Section 412 of the IPC provides that whoever dishonestly receives or retains any stolen property, the possession whereof he knows or has reason to believe to have been transferred by the commission of dacoity, or dishonestly receives from a person, whom he knows or has reason to believe to belong or to have belonged to a gang of dacoits, property which he knows or has reason to believe to have been stolen, shall be punished with imprisonment for life, or with rigorous imprisonment for a term which may extend to ten years, and shall also be liable to fine.

Referring to the provision of Section 412 of the IPC, Hon’ble Bench underscored,

“The language employed in the Section clearly shows that the articles an accused retains shall be related to those articles captured or received during the commission of dacoity. While the charge of dacoity fails, the charge under Section 412, IPC automatically fails.

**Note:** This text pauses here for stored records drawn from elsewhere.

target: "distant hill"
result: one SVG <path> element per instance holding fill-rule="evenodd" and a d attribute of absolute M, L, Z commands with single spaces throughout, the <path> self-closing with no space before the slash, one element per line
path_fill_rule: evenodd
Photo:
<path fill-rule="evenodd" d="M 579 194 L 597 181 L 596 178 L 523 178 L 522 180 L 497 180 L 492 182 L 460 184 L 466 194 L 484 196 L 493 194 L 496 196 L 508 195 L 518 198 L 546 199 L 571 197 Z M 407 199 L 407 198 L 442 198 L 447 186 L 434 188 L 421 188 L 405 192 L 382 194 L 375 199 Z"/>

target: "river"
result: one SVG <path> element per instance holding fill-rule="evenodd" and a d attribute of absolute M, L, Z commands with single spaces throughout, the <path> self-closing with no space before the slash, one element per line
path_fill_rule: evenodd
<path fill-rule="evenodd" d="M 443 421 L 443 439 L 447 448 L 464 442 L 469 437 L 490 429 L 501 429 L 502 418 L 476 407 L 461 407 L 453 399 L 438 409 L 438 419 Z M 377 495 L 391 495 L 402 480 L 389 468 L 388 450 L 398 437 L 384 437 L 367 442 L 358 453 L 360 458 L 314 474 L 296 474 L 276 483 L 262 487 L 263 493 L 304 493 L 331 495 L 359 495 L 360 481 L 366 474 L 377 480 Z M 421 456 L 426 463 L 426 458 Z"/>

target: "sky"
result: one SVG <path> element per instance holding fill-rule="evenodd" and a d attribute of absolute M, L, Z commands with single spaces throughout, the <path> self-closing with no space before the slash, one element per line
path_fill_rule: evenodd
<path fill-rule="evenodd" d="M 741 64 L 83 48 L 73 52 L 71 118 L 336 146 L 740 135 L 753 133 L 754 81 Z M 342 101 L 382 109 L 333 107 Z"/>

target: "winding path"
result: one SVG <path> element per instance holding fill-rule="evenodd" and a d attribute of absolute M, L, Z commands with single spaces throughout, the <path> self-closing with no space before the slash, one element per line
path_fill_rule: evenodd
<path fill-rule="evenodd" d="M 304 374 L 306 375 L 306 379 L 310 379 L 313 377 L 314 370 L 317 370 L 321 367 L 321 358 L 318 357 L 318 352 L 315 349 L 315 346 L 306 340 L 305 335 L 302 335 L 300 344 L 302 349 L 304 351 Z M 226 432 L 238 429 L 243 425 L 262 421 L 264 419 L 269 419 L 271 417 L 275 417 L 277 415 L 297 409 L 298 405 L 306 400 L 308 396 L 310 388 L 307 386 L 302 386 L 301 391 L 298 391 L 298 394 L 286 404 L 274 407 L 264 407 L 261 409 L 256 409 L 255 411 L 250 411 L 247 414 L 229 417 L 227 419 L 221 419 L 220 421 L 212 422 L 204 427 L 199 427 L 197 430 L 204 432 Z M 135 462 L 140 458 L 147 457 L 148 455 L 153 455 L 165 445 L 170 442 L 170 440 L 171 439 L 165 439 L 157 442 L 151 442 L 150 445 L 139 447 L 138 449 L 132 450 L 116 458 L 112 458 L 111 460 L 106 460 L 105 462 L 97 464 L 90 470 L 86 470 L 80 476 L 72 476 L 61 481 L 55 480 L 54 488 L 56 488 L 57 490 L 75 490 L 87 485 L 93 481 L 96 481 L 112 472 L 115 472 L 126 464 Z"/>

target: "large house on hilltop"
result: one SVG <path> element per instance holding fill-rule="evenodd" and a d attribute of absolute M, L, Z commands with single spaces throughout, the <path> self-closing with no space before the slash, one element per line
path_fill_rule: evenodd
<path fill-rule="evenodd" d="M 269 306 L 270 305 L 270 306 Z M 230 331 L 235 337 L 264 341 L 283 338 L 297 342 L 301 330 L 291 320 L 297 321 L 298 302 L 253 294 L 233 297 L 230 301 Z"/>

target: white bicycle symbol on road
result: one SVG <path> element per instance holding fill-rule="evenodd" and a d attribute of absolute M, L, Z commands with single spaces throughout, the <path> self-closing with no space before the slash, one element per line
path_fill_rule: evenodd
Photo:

Therefore, I hold that the prosecution has failed to bring home the charge under Section 412, IPC.”

Reliance was also placed on the Supreme Court decision in K. Venkateshwar Rao alias
Venkatal alias I. Rao-Vs- State Represented by Inspector of Police, A.P. reported in (2002) 6 SCC 247
wherein the Apex Court had held that while the charge of dacoity has not been proved by the prosecution, the charge under Section 412 of the IPC of retaining the stolen articles of dacoity fails automatically.

According to a report by legal web portal Live Law the instant appeal had been filed against an order of conviction wherein the appellant had been convicted for the commission of the offence punishable under Section 412 of the IPC. The appellant contended that since the concerned trial Court had held that the prosecution has failed to prove the charges of dacoity under Sections 395 and 397 of the IPC, then the charge under Section 412 of IPC is also not tenable against the appellant.

The counsel appearing for the State submitted that that there is no fetter on the part of a Court to record conviction separately for offence punishable under Section 412 of the IPC if the Court finds that the evidence produced is credible. He further submitted that oral and documentary evidence adduced by the prosecution demonstrate that the appellant possessed the stolen articles derived from the dacoity.

On the contrary, the amicus curiae appointed by the Court contended that while the charges under Sections 395 and 397 of the IPC have not been proved, the appellant could not be held guilty under Section 412 of the IPC which forms an integral part of the charges under Sections 395 and 397 of the IPC.

Important Citation:

K. Venkateshwar Rao alias Venkatal alias I. Rao/Vs. State Represented by Inspector of Police, A.P. (2002) 6 SCC 247.

Advocate for the appellant:

Mr. Ayan Bhattacharya as Amicus Curiae.